SRS - simple random sample. A random selection from a population such that each member has an equal chance of being selected.

statistic - a number produced from sampling data to estimate a parameter.

statistical inference - we infer conclusions about the wider population from data

1. Control the effects of lurking variables

2. Randomization - use SRS or other appropriate randomization method

3. Replication - repeat experiment on many subjects to reduce chance variation

statistical significance - when a difference in treatment vs. no treatment is too large to attribute to chance. This means that the statistic has meaning in the greater population.

strata - groups of units that are similar in some way that is important to the response.

stratified random sample - when strata are chosen and then a separate SRS is selected for each. For example a state may be stratified by county which implies that each county represents the state as a whole.

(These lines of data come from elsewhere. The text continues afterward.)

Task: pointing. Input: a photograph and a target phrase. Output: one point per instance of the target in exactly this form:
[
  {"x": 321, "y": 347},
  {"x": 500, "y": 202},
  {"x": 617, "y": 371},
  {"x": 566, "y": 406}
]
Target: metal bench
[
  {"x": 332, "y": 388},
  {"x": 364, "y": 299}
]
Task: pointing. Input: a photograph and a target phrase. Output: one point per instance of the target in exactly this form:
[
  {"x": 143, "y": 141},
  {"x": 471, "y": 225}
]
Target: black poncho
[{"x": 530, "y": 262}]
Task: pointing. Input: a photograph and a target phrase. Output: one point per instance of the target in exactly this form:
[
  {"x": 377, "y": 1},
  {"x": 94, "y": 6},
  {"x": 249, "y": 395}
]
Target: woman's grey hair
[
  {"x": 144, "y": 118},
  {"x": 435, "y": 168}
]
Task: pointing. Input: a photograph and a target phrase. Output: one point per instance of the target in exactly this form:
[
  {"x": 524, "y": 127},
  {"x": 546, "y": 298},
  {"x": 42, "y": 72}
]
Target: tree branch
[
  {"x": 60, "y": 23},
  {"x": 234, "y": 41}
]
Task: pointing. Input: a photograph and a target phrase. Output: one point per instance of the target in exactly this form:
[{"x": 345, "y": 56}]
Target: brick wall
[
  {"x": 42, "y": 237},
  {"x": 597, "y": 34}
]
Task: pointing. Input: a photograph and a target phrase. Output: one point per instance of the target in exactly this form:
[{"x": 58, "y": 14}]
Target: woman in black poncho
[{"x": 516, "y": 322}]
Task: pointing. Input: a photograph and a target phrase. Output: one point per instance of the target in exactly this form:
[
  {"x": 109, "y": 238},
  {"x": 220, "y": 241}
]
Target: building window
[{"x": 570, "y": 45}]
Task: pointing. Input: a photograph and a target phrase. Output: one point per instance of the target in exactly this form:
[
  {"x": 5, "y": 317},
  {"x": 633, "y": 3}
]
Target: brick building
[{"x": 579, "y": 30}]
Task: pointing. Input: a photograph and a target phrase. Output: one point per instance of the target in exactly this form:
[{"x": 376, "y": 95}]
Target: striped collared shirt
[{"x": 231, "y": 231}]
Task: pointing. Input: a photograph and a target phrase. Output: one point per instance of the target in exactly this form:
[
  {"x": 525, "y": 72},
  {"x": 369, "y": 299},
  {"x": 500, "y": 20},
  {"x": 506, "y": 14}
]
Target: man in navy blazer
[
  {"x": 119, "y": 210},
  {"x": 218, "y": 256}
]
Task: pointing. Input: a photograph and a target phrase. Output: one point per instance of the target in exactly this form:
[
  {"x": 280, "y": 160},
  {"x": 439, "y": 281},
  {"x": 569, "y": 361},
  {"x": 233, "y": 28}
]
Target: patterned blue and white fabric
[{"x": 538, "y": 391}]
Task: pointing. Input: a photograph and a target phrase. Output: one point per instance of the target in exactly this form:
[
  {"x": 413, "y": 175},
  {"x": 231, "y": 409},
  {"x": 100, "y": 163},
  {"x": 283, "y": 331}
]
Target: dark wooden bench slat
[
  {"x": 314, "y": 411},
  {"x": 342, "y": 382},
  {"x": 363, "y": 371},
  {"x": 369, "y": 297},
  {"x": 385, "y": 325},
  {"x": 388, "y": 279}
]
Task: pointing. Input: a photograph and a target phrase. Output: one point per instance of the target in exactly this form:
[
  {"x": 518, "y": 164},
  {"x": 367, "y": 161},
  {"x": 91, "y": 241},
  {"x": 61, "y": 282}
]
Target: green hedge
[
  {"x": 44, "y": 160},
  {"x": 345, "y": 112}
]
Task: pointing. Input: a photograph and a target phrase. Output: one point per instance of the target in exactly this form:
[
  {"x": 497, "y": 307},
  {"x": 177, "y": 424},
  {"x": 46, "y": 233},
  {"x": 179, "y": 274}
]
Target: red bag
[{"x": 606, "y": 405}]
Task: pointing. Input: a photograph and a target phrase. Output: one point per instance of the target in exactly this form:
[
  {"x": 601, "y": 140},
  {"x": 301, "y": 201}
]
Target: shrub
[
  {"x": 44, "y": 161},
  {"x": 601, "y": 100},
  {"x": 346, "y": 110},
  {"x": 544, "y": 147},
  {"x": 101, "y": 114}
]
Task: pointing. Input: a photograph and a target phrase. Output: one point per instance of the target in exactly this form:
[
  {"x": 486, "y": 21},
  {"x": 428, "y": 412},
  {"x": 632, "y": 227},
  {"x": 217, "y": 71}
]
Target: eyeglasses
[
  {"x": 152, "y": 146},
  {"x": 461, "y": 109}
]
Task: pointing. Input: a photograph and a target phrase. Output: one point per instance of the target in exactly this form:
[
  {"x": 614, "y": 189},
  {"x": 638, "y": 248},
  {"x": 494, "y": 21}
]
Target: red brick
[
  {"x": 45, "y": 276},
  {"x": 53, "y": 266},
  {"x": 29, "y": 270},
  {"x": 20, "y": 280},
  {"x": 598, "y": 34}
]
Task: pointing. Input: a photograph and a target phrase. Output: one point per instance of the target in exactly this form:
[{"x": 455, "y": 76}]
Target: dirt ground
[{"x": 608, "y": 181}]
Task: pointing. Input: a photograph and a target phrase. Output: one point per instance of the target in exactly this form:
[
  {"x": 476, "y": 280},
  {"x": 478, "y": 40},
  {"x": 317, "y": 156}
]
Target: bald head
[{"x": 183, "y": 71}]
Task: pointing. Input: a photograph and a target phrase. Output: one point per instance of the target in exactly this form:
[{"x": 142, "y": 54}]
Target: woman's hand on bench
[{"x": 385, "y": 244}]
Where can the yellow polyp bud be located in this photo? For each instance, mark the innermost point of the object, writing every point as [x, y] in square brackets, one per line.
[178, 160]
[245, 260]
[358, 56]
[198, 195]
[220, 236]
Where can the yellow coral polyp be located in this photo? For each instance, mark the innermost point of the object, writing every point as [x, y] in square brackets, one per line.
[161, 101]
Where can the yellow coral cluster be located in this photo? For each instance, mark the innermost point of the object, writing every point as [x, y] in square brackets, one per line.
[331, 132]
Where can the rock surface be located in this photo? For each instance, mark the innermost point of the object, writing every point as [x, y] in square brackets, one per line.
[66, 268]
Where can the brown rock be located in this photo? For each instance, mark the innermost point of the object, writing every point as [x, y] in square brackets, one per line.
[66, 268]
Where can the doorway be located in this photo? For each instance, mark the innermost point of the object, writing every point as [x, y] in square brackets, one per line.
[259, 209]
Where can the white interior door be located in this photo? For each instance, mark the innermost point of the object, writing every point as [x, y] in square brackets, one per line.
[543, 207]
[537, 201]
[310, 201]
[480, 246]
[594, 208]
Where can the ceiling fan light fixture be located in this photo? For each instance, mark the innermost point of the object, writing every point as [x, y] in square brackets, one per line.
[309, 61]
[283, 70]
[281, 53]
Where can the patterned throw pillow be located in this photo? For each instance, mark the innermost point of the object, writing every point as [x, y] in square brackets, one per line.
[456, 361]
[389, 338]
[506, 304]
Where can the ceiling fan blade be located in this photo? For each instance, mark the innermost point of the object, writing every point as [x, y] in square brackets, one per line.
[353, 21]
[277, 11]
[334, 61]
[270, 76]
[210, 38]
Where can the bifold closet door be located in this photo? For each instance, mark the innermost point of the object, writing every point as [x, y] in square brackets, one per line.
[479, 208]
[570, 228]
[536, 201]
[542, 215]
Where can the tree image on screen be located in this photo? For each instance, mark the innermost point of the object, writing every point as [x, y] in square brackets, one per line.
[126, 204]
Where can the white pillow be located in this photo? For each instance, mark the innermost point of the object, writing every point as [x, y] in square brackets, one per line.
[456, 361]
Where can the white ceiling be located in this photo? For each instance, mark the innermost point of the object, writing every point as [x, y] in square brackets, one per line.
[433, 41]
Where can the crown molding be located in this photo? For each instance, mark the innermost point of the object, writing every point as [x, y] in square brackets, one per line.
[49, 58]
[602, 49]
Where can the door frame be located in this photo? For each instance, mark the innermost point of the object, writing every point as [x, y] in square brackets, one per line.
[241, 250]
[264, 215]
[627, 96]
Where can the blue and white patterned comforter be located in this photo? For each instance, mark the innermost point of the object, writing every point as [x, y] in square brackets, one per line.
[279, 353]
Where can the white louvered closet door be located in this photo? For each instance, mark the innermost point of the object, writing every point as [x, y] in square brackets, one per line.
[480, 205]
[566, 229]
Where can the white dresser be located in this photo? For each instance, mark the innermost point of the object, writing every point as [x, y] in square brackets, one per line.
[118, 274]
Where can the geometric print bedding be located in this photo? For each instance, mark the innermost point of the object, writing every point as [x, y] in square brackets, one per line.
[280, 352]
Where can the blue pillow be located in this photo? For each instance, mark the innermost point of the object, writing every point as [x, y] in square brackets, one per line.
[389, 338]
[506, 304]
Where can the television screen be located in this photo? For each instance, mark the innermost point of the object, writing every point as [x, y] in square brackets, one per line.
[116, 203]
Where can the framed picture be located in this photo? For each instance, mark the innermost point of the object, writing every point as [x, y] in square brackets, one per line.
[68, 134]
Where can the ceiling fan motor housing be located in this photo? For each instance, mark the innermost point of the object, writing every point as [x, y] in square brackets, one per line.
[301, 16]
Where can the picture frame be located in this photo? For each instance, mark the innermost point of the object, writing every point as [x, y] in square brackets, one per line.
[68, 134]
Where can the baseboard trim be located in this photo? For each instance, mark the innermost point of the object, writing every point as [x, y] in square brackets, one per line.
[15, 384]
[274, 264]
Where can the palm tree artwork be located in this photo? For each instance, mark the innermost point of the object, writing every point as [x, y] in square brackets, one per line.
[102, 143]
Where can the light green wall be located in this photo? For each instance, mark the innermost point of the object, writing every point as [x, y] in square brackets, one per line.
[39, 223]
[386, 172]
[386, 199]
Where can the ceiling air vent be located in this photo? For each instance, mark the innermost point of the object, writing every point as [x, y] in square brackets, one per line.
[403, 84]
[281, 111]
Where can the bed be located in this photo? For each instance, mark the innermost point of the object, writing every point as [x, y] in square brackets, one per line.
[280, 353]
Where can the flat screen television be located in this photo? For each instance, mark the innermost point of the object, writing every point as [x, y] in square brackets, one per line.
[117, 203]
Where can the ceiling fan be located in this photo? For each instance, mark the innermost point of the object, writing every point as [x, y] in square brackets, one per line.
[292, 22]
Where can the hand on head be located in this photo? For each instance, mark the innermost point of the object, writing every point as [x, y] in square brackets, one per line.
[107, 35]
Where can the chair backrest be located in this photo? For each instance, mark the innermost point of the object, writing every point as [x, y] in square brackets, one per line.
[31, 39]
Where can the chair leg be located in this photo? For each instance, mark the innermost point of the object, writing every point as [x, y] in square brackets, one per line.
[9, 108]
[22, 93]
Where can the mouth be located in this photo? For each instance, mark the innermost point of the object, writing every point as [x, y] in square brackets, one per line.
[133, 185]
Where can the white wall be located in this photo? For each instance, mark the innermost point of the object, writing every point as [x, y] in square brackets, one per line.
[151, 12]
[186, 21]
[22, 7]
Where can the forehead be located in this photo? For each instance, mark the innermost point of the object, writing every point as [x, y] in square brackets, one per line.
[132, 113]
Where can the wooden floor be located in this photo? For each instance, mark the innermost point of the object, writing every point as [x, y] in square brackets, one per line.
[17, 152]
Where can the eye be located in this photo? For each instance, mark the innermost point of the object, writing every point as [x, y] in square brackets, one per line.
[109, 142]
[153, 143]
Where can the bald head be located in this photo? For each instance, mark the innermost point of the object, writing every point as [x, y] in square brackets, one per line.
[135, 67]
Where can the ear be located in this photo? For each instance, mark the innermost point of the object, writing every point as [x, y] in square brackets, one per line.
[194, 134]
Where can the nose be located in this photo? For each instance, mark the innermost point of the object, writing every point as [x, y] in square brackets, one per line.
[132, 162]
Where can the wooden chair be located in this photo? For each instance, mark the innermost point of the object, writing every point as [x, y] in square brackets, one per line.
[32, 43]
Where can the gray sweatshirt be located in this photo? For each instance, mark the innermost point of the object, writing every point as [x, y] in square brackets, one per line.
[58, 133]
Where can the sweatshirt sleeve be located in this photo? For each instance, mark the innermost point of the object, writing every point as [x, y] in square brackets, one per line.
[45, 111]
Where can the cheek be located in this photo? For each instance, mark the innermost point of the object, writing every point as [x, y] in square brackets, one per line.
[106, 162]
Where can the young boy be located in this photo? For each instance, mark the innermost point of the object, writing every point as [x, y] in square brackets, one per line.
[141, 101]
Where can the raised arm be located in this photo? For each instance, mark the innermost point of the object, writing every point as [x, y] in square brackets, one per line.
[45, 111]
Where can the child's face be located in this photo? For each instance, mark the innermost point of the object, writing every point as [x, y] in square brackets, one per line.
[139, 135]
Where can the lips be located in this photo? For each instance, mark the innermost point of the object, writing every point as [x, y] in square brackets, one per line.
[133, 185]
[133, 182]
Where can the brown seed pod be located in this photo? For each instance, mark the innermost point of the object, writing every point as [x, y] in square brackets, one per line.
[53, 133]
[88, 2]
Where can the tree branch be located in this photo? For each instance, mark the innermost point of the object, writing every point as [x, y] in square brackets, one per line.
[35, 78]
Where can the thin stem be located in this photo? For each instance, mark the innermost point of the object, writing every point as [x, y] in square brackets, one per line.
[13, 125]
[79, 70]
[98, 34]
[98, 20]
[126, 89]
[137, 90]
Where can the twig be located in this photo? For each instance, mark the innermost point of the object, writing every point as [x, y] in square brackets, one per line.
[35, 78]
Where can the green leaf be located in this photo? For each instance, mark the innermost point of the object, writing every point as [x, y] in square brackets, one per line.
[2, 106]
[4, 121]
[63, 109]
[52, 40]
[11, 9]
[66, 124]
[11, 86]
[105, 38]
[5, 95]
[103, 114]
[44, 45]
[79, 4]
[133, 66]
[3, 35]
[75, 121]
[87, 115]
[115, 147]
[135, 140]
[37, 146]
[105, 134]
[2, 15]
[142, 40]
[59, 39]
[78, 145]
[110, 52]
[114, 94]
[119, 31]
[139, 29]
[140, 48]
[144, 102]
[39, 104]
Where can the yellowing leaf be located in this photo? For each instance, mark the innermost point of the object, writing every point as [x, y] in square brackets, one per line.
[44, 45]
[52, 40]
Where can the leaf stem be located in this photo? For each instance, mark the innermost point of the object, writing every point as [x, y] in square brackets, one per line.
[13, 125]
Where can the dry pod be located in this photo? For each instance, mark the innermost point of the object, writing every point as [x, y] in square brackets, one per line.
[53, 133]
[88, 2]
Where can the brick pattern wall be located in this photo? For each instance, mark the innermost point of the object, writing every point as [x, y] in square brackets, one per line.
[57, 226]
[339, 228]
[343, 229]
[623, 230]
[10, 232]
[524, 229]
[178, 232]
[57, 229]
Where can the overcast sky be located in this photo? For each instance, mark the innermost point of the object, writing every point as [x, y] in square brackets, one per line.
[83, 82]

subject - units of human beings

transformation to achieve linearity - If data appears to follow a function then taking the inverse of the function for each y value should produce linearity. example: "log"ing exponential growth.

two-way/ three way - show data resulting from 2 and 3 categorical variables, respectively.

variability of sampling distribution - the spread of the sampling distribution. As long as the population is much larger than the sample, the spread of the sampling distribution is the same for any population size.

wording of questions - wording will almost always produce bias, so good experiments either word the same question in multiple ways, or use (and publish) a very carefully worded question.

slope of regression line = r(Sy/Sx)

regression line passes through point (xbar,ybar)

r2- the linear regression explains r2 of the variation in the response variable. (Usually, we multiply r2 by 100 to convert to a %.)